November 1st marks the beginning of National Native American Heritage Month, and to honor the month a 30-foot-tall steel sculpture can be seen in Brooklyn Bridge Park.
Titled In every language there is Land / En cada lengua hay una Tierra, the steel sculpture is artist Nicholas Galanin’s first public commission in NYC.
As an Indigenous person himself, Galanin practices subsistence in his homeland, Sitka, Alaska, and strongly believes all life is deeply connected to land.
Constructed from the same steel tubing used to construct the U.S.-Mexico border wall–also echoing its 30-foot height–the metal sculpture spells out LAND in a format reminiscent of Robert Indiana’s iconic 1966 LOVE sculpture.
According to Public Art Fund, the artwork reflects on the continued legacy of colonization and occupation of land, water, and life and is seen as a way to “protest politically imposed divisions that obstruct the free movement of people and other life forms in favor of colonial interests.”

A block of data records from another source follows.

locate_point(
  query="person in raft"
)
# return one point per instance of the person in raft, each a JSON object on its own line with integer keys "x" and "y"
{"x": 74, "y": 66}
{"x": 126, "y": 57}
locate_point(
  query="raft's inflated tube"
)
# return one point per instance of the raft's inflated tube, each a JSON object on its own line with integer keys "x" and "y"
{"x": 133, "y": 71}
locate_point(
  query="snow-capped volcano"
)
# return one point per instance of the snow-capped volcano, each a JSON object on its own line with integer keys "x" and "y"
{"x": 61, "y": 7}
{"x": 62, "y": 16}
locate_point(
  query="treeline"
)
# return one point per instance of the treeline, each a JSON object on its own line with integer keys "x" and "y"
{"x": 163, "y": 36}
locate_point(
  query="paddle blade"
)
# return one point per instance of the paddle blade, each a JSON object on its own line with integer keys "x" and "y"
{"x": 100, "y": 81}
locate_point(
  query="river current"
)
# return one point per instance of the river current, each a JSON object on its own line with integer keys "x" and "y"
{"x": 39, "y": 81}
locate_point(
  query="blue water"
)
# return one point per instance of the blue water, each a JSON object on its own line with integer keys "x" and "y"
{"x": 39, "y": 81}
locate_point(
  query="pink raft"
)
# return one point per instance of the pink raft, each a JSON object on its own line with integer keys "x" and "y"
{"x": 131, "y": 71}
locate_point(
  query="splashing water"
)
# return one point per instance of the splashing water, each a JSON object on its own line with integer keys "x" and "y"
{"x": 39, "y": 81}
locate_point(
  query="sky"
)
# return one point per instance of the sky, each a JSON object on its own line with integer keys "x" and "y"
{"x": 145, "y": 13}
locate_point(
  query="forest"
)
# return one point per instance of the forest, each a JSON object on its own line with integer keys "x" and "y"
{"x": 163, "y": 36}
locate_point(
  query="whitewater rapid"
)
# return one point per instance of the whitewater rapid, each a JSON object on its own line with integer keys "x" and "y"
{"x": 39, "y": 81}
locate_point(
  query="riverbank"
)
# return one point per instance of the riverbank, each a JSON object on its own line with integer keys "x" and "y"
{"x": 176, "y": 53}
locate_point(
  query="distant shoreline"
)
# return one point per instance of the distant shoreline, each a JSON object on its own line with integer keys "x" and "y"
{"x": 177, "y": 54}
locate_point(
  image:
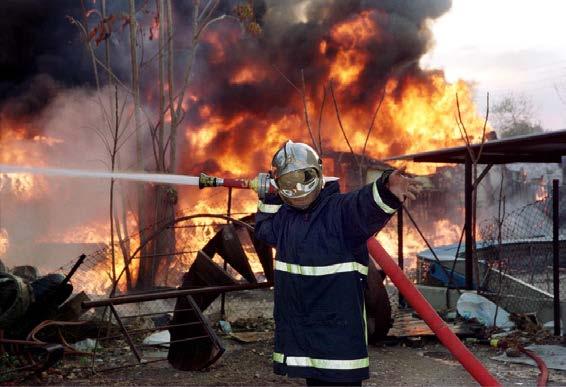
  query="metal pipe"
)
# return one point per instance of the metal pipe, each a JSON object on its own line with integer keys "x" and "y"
{"x": 556, "y": 254}
{"x": 429, "y": 315}
{"x": 400, "y": 257}
{"x": 468, "y": 222}
{"x": 225, "y": 266}
{"x": 171, "y": 294}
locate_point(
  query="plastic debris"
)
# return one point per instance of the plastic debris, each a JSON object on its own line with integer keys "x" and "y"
{"x": 554, "y": 356}
{"x": 86, "y": 345}
{"x": 158, "y": 338}
{"x": 474, "y": 306}
{"x": 225, "y": 326}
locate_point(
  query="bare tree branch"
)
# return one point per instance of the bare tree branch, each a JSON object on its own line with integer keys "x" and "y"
{"x": 307, "y": 119}
{"x": 342, "y": 126}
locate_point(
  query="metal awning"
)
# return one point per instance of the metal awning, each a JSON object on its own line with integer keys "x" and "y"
{"x": 539, "y": 148}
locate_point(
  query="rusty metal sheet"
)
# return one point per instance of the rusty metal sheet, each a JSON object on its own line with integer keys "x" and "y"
{"x": 204, "y": 272}
{"x": 192, "y": 347}
{"x": 227, "y": 244}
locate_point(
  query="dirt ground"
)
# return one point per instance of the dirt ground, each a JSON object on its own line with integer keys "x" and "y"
{"x": 250, "y": 365}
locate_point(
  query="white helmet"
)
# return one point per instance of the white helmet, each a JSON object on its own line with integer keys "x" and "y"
{"x": 297, "y": 170}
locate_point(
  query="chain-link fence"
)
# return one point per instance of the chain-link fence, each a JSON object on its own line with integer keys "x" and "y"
{"x": 516, "y": 252}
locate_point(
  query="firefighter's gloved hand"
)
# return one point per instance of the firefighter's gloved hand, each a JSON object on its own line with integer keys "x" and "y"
{"x": 402, "y": 186}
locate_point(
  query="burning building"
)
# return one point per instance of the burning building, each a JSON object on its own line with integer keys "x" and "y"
{"x": 259, "y": 72}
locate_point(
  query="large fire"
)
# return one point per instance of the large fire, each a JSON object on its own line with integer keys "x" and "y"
{"x": 236, "y": 135}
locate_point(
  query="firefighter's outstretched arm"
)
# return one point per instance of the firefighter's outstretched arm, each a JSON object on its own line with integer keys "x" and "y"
{"x": 366, "y": 211}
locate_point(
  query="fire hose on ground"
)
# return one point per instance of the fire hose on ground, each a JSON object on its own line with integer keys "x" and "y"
{"x": 261, "y": 184}
{"x": 429, "y": 315}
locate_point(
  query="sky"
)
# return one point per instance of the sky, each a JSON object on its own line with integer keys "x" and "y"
{"x": 506, "y": 47}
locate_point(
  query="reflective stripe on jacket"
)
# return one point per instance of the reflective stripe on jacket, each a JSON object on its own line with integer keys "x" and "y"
{"x": 321, "y": 269}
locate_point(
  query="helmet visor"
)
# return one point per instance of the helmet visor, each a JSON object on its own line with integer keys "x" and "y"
{"x": 298, "y": 183}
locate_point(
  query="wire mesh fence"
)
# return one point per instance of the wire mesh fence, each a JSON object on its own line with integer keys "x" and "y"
{"x": 516, "y": 252}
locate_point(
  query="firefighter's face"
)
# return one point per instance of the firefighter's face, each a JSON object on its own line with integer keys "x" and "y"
{"x": 299, "y": 188}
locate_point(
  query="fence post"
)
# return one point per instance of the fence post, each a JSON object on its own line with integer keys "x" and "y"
{"x": 556, "y": 254}
{"x": 223, "y": 296}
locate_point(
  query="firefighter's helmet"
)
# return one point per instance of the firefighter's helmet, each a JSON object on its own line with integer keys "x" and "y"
{"x": 297, "y": 172}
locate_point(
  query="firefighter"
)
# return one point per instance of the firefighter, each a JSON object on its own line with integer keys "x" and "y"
{"x": 321, "y": 264}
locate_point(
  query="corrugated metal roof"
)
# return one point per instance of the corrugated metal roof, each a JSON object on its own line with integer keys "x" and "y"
{"x": 540, "y": 148}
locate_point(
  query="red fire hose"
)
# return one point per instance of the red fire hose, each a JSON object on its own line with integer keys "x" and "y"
{"x": 429, "y": 315}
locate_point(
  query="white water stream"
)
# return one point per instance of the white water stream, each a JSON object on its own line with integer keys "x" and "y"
{"x": 78, "y": 173}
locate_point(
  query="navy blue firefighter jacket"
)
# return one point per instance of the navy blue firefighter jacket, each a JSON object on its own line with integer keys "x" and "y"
{"x": 321, "y": 267}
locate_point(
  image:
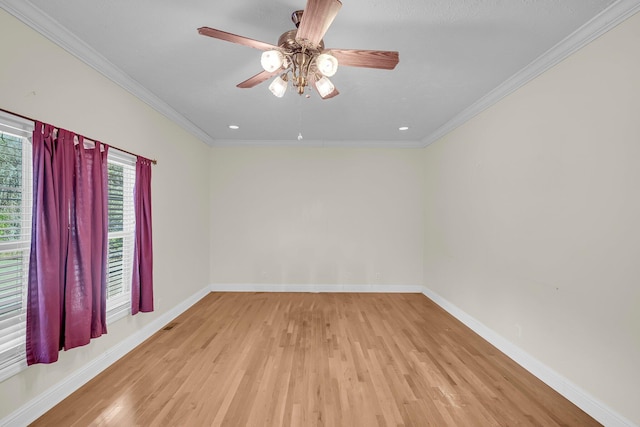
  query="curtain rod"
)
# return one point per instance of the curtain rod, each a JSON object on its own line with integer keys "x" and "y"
{"x": 155, "y": 162}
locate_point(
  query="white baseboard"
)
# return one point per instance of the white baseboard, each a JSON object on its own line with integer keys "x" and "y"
{"x": 36, "y": 407}
{"x": 248, "y": 287}
{"x": 583, "y": 400}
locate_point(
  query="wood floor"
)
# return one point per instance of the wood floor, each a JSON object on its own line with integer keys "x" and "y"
{"x": 296, "y": 359}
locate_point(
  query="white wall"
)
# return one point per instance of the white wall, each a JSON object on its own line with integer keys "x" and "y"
{"x": 533, "y": 218}
{"x": 316, "y": 216}
{"x": 40, "y": 80}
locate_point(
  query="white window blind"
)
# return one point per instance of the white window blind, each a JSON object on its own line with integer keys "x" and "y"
{"x": 122, "y": 175}
{"x": 15, "y": 239}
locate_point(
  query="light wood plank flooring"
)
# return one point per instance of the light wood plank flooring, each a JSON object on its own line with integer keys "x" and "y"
{"x": 296, "y": 359}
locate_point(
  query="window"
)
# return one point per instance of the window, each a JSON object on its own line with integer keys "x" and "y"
{"x": 15, "y": 237}
{"x": 122, "y": 174}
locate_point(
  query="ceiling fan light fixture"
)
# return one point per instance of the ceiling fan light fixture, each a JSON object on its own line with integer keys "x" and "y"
{"x": 324, "y": 87}
{"x": 271, "y": 60}
{"x": 327, "y": 64}
{"x": 278, "y": 87}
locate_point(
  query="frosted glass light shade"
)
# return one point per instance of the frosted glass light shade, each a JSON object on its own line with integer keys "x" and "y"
{"x": 327, "y": 64}
{"x": 278, "y": 87}
{"x": 271, "y": 60}
{"x": 324, "y": 86}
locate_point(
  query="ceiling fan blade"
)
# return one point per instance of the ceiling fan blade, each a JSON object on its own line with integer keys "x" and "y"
{"x": 223, "y": 35}
{"x": 257, "y": 79}
{"x": 383, "y": 59}
{"x": 312, "y": 83}
{"x": 316, "y": 19}
{"x": 331, "y": 95}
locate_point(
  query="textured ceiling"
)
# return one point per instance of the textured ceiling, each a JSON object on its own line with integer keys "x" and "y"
{"x": 452, "y": 54}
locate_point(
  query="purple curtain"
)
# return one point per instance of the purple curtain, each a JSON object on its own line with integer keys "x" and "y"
{"x": 66, "y": 298}
{"x": 142, "y": 281}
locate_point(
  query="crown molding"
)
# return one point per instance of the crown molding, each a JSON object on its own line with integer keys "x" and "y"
{"x": 54, "y": 31}
{"x": 597, "y": 26}
{"x": 318, "y": 143}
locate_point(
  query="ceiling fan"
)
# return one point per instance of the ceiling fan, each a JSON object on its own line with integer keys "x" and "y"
{"x": 300, "y": 56}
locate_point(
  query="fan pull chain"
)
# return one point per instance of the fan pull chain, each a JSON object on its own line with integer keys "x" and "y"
{"x": 300, "y": 119}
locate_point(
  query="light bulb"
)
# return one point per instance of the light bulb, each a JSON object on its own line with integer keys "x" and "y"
{"x": 325, "y": 87}
{"x": 271, "y": 60}
{"x": 327, "y": 64}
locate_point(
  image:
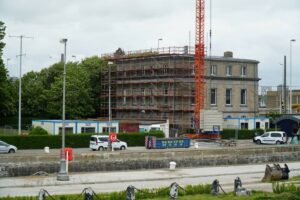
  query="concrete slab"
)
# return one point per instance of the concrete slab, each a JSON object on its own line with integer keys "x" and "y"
{"x": 250, "y": 175}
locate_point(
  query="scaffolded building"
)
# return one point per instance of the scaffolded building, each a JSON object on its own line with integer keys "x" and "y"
{"x": 158, "y": 84}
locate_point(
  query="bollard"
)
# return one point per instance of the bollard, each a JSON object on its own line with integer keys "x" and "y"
{"x": 239, "y": 190}
{"x": 215, "y": 187}
{"x": 88, "y": 194}
{"x": 172, "y": 165}
{"x": 130, "y": 195}
{"x": 237, "y": 184}
{"x": 174, "y": 190}
{"x": 42, "y": 194}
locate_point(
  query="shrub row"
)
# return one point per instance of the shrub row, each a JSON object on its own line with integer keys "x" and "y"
{"x": 242, "y": 134}
{"x": 140, "y": 194}
{"x": 74, "y": 141}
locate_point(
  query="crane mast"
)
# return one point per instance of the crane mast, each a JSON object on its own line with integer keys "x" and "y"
{"x": 199, "y": 63}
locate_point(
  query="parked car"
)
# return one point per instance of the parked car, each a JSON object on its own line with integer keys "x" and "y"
{"x": 100, "y": 142}
{"x": 271, "y": 137}
{"x": 7, "y": 148}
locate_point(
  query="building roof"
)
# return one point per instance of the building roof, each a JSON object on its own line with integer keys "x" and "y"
{"x": 295, "y": 118}
{"x": 164, "y": 52}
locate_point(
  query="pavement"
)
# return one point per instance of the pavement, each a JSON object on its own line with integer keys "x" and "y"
{"x": 250, "y": 175}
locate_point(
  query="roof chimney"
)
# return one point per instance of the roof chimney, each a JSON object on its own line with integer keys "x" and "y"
{"x": 228, "y": 54}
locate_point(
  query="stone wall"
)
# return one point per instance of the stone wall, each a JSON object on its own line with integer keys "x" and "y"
{"x": 148, "y": 159}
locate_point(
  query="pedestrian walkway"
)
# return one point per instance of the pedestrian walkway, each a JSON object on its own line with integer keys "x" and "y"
{"x": 250, "y": 175}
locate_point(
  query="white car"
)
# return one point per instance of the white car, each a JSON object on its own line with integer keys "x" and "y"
{"x": 7, "y": 148}
{"x": 100, "y": 142}
{"x": 271, "y": 137}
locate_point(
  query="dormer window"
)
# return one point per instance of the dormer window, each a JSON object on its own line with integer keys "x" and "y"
{"x": 213, "y": 70}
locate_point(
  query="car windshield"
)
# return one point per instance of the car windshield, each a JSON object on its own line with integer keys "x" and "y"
{"x": 265, "y": 135}
{"x": 3, "y": 143}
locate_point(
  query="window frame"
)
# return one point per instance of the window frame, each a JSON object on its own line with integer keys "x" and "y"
{"x": 213, "y": 101}
{"x": 230, "y": 96}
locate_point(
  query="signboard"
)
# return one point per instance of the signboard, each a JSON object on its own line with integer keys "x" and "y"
{"x": 112, "y": 137}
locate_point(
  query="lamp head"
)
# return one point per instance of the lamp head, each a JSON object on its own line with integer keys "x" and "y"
{"x": 63, "y": 40}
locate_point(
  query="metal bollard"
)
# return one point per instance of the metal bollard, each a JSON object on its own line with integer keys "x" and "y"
{"x": 237, "y": 184}
{"x": 42, "y": 194}
{"x": 130, "y": 193}
{"x": 174, "y": 190}
{"x": 215, "y": 187}
{"x": 88, "y": 194}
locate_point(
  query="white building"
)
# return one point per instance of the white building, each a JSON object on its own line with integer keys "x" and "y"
{"x": 246, "y": 123}
{"x": 54, "y": 127}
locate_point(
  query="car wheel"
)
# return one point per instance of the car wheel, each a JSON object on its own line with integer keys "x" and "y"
{"x": 122, "y": 148}
{"x": 101, "y": 148}
{"x": 11, "y": 151}
{"x": 258, "y": 142}
{"x": 278, "y": 142}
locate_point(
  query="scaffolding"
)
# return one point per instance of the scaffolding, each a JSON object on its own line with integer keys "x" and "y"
{"x": 153, "y": 84}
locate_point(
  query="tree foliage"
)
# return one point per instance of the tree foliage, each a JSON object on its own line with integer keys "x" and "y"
{"x": 7, "y": 92}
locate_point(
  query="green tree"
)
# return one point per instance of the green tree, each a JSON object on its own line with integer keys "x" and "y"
{"x": 7, "y": 102}
{"x": 34, "y": 95}
{"x": 78, "y": 94}
{"x": 94, "y": 66}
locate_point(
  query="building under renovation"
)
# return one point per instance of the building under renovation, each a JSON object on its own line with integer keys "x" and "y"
{"x": 158, "y": 84}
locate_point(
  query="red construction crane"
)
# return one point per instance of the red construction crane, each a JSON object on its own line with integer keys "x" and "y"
{"x": 199, "y": 63}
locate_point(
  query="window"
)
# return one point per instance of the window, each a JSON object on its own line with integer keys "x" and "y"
{"x": 257, "y": 125}
{"x": 243, "y": 70}
{"x": 228, "y": 97}
{"x": 213, "y": 70}
{"x": 243, "y": 96}
{"x": 166, "y": 91}
{"x": 213, "y": 96}
{"x": 106, "y": 129}
{"x": 88, "y": 130}
{"x": 143, "y": 92}
{"x": 228, "y": 70}
{"x": 124, "y": 96}
{"x": 165, "y": 70}
{"x": 151, "y": 96}
{"x": 166, "y": 100}
{"x": 244, "y": 125}
{"x": 275, "y": 135}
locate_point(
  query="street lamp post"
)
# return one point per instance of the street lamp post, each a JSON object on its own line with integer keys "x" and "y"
{"x": 159, "y": 39}
{"x": 291, "y": 90}
{"x": 109, "y": 105}
{"x": 63, "y": 174}
{"x": 8, "y": 59}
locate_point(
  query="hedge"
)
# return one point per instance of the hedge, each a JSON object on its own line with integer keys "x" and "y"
{"x": 242, "y": 134}
{"x": 74, "y": 141}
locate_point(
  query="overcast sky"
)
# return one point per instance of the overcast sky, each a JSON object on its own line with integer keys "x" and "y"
{"x": 252, "y": 29}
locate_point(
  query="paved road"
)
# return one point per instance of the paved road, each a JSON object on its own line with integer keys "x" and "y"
{"x": 201, "y": 145}
{"x": 250, "y": 175}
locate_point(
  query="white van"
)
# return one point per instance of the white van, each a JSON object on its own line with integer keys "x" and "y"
{"x": 100, "y": 142}
{"x": 271, "y": 137}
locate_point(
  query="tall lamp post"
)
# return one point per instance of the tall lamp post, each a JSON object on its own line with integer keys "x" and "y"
{"x": 63, "y": 174}
{"x": 109, "y": 105}
{"x": 159, "y": 39}
{"x": 291, "y": 90}
{"x": 8, "y": 59}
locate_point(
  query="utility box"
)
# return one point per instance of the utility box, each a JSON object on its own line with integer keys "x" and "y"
{"x": 152, "y": 142}
{"x": 68, "y": 153}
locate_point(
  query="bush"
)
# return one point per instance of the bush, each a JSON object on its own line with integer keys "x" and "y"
{"x": 74, "y": 141}
{"x": 37, "y": 131}
{"x": 242, "y": 134}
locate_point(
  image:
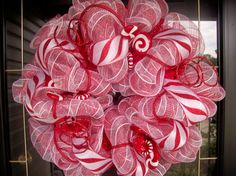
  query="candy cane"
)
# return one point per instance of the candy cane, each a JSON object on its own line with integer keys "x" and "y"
{"x": 109, "y": 51}
{"x": 141, "y": 43}
{"x": 176, "y": 138}
{"x": 93, "y": 161}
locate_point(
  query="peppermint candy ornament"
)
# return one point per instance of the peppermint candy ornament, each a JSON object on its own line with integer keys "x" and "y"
{"x": 115, "y": 86}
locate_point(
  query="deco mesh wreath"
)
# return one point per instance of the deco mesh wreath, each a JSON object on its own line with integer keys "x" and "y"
{"x": 147, "y": 56}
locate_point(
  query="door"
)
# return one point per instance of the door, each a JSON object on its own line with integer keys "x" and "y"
{"x": 21, "y": 19}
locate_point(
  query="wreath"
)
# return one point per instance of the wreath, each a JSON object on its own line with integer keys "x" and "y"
{"x": 116, "y": 86}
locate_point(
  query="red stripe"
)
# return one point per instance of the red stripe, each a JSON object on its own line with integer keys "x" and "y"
{"x": 120, "y": 48}
{"x": 100, "y": 168}
{"x": 195, "y": 111}
{"x": 92, "y": 160}
{"x": 177, "y": 138}
{"x": 186, "y": 96}
{"x": 105, "y": 51}
{"x": 184, "y": 45}
{"x": 173, "y": 84}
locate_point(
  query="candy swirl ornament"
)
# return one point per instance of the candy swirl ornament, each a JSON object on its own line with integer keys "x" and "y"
{"x": 116, "y": 86}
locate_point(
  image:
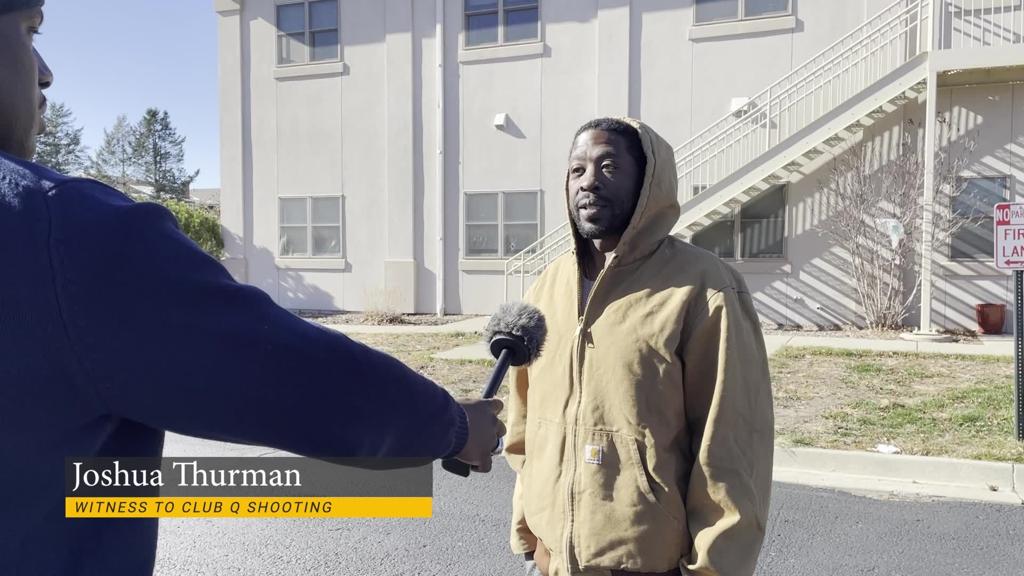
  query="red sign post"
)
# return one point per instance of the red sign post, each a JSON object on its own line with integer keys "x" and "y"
{"x": 1009, "y": 229}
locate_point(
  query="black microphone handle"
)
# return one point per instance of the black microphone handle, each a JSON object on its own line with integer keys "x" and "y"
{"x": 498, "y": 374}
{"x": 458, "y": 466}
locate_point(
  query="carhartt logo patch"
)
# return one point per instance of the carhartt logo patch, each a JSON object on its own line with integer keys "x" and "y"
{"x": 593, "y": 454}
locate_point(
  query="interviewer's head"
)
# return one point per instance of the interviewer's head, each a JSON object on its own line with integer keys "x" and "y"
{"x": 24, "y": 76}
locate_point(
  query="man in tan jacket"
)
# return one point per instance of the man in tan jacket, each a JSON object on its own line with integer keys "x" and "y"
{"x": 643, "y": 435}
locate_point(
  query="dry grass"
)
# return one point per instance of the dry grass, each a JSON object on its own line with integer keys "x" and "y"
{"x": 936, "y": 405}
{"x": 462, "y": 378}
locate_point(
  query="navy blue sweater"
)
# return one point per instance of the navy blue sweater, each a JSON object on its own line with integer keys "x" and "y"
{"x": 115, "y": 326}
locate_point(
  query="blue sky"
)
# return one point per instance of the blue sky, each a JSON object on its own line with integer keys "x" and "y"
{"x": 121, "y": 56}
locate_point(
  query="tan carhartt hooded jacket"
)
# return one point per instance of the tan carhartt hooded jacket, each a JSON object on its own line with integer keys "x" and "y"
{"x": 643, "y": 435}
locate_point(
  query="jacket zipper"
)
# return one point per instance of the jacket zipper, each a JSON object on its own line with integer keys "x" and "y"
{"x": 569, "y": 560}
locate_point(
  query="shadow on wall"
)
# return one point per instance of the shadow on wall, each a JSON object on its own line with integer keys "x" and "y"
{"x": 293, "y": 291}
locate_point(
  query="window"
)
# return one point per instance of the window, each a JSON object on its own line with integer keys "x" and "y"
{"x": 976, "y": 202}
{"x": 307, "y": 32}
{"x": 310, "y": 227}
{"x": 758, "y": 229}
{"x": 709, "y": 11}
{"x": 489, "y": 23}
{"x": 500, "y": 224}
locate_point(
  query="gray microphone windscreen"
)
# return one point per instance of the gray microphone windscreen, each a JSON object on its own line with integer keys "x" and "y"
{"x": 520, "y": 321}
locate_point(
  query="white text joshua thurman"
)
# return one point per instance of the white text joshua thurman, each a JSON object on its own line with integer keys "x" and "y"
{"x": 188, "y": 475}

Artist Nicholas Galanin stated:
Indigenous care for Land and community is rooted in connection based on mutual sustainability. Rather than nationalism or capital, this perspective always embodies a deep respect for life beyond any single generation. In every language there is Land / En cada lengua hay una Tierra questions barriers to Land, which directly reflect barriers to love, love for Land, community, and future generations.
In every language there is Land is on display at Brooklyn Bridge Park’s Empire Fulton Ferry Lawn now through March 10th, 2024.